A reversal from bullish to bearish analyst sentiment (or vice versa) can be of most interest to institutional investors. It is important, however, to distinguish between the stronger and weaker skillsets of the typical sell-side analyst. “The primary role of analysts is understanding the mechanics of a business and how a company weathers change in a competitive landscape, over long-term forecasts of 1- 2, or even 10-20 years. They are less good at working out what the market is willing to pay, because valuations depend on macro-market psychology. Big US brokers may give risk assessments but do not give so many short-term trading recommendations,” says Rosen.
There can also be a perennially optimistic bullish bias in estimates, though accuracy checks occur every quarter when results are released.
Updates and Corporate Events
Analyst models need to be updated after key events such as earnings releases to keep their place in Visible Alpha consensus estimates. Earnings are the biggest reason for updating estimates, but analysts do update models in the interim throughout each quarter. A mix of machine learning and teams of sector specialists at Visible Alpha manage the updating process.
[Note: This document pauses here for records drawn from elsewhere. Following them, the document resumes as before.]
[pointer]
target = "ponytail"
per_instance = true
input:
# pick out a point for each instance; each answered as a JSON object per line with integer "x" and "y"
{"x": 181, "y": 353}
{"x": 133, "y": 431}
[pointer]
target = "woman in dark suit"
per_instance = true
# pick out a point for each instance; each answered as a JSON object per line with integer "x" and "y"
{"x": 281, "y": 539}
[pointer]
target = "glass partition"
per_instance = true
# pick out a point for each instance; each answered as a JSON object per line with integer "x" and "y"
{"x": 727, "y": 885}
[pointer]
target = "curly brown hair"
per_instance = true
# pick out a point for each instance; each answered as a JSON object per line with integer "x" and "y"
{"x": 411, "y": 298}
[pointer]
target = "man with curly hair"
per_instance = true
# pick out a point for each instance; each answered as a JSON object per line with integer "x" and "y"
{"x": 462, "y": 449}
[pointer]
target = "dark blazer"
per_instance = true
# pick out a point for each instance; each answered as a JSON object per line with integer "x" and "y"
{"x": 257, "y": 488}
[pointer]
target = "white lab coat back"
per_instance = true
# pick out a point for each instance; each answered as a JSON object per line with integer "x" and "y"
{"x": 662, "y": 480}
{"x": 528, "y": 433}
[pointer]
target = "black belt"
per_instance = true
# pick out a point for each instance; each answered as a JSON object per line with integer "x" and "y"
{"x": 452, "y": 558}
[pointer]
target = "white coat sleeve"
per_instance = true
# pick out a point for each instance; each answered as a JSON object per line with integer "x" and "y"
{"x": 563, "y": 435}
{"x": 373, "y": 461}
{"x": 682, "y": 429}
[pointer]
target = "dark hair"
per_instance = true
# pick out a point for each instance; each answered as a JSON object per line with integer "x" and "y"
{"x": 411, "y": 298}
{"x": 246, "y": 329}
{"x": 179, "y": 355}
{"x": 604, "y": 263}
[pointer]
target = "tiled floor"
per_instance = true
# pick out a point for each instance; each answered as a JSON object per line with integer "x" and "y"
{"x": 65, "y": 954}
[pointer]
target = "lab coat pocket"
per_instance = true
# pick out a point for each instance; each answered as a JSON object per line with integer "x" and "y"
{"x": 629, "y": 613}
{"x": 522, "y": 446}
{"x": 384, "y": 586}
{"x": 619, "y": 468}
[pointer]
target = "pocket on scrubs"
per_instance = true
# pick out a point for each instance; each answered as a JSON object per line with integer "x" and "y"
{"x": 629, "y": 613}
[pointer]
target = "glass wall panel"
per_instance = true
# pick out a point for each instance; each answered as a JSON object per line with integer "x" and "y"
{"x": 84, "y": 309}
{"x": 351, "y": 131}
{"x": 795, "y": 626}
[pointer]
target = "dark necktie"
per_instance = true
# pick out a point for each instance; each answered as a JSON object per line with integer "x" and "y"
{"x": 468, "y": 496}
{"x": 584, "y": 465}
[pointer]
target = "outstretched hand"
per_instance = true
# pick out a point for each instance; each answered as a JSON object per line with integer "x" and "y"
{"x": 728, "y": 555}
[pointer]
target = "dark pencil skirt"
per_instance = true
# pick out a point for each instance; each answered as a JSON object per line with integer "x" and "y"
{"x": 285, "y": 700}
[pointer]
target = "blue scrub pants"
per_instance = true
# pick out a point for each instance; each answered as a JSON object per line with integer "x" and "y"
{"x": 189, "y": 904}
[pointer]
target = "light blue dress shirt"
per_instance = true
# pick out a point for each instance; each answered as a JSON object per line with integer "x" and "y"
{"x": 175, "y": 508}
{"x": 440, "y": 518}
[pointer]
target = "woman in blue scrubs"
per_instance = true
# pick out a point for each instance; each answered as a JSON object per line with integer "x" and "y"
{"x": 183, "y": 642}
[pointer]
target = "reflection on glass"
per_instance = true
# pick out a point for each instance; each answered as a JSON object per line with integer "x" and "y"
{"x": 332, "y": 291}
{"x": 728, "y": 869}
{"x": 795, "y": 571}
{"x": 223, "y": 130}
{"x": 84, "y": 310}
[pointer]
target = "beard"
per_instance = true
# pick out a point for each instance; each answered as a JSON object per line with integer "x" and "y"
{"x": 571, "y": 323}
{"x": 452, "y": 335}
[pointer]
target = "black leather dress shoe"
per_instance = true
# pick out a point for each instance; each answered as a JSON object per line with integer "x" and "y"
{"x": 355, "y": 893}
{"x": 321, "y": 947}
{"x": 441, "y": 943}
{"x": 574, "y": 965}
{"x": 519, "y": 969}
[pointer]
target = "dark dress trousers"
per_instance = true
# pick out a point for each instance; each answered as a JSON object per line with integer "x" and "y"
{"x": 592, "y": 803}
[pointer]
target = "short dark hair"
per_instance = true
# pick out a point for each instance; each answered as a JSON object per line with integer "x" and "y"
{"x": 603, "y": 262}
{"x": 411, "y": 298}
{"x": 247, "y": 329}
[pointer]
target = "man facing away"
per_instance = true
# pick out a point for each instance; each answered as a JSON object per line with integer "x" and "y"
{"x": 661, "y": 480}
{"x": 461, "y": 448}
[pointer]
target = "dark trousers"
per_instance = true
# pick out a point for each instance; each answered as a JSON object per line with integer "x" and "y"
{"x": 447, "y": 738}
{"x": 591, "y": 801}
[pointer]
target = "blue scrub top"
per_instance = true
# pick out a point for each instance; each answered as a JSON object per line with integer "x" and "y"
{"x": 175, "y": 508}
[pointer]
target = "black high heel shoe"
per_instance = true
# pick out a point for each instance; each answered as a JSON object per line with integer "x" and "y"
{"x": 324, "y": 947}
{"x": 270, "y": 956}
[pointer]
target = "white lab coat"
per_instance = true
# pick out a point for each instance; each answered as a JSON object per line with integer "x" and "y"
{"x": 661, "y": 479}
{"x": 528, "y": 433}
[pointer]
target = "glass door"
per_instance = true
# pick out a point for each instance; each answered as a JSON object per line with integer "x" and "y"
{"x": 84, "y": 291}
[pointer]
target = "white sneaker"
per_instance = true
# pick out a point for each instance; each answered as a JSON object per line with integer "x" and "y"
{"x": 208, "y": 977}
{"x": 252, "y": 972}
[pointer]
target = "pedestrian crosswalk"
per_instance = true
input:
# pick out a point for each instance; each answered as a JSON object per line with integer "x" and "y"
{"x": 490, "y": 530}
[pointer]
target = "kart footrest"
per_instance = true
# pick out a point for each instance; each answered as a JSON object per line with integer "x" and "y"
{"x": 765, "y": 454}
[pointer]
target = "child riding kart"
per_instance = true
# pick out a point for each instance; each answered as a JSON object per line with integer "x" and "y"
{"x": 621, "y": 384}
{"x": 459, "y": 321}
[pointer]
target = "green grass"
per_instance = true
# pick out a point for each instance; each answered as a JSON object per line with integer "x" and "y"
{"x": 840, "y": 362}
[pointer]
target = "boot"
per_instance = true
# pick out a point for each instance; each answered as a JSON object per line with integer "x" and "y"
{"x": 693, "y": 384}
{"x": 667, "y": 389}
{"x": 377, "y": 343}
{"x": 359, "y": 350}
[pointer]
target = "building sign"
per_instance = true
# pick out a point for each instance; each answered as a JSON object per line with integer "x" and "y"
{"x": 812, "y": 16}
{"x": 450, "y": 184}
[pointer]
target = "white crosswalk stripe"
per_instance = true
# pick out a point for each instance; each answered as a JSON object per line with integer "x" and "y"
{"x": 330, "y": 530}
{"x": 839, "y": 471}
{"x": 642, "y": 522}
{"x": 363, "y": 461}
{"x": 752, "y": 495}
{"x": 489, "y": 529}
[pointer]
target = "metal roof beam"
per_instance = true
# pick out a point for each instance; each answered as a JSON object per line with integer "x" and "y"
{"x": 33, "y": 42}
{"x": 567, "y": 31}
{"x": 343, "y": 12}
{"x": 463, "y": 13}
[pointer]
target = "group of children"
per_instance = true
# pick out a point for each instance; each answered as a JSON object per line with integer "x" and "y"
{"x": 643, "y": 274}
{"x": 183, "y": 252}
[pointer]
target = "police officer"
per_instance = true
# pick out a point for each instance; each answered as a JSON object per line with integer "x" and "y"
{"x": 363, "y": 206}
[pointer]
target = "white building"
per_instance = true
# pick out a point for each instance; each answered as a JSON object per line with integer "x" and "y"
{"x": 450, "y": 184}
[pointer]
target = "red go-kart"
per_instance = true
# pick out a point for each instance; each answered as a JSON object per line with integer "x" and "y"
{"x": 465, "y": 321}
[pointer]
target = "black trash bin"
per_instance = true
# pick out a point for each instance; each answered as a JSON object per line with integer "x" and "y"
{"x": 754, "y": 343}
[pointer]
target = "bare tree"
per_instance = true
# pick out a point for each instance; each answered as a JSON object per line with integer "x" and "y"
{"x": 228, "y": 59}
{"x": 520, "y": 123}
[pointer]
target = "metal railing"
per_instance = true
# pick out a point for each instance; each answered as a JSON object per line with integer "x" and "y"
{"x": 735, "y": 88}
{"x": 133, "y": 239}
Corporate events can be another reason for updates. The Visible Alpha broker universe does not include specialist event-driven houses, who broke to merger arbitrage and other event funds and do not cover companies on an ongoing basis. However, “regular sell-side research around merger events may add another version of the future with proforma estimates if a takeover is completed,” says Rosen.
Company and Broker Coverage
At least three analysts need to be covering a stock for Visible Alpha to include it. Coverage is currently around 6,500 companies globally, which are mainly large-and mid-cap names. Coverage of small and micro caps is being expanded as Visible Alpha develops relationships with more brokers.
Most of the 180-strong Visible Alpha broker universe is listed on their website, and has been growing in Asia after the firm opened an APAC office in Hong Kong in 2019. It does not include specialist short-selling research houses, such as Hindenburg, because their published research tends to be more opportunistic and ephemeral in nature. “We like to see longevity of coverage, with some analysts having followed a stock for 20 or more years,” says Rosen.
“We like to see longevity of coverage, with some analysts having followed a stock for 20 or more years.”
The list of brokers does include some independent research providers (IRPs), including some bank and broker units that have been reclassified as such post MiFID II.
A multitude of public companies citing Visible Alpha data, as well as buy-side users encouraging the sell side to contribute, are helpful in increasing contribution and coverage. One incentive is that sell-side contributors get free access to consensus data, and brokers can also receive some remuneration for their efforts.
Visible Alpha’s business model is primarily Software As A Service (SAAS) subscriptions based on a range of metrics, including the number of users. “All clients essentially access the same data, with the exception of permissioned access to individual broker content. The client base also includes some smaller firms and even others that are pre-launch,” says Gifford.
Most clients use the web app, though there are also Excel add-ins and an API cloud model. Visible Alpha is not currently integrated with Chat GPT.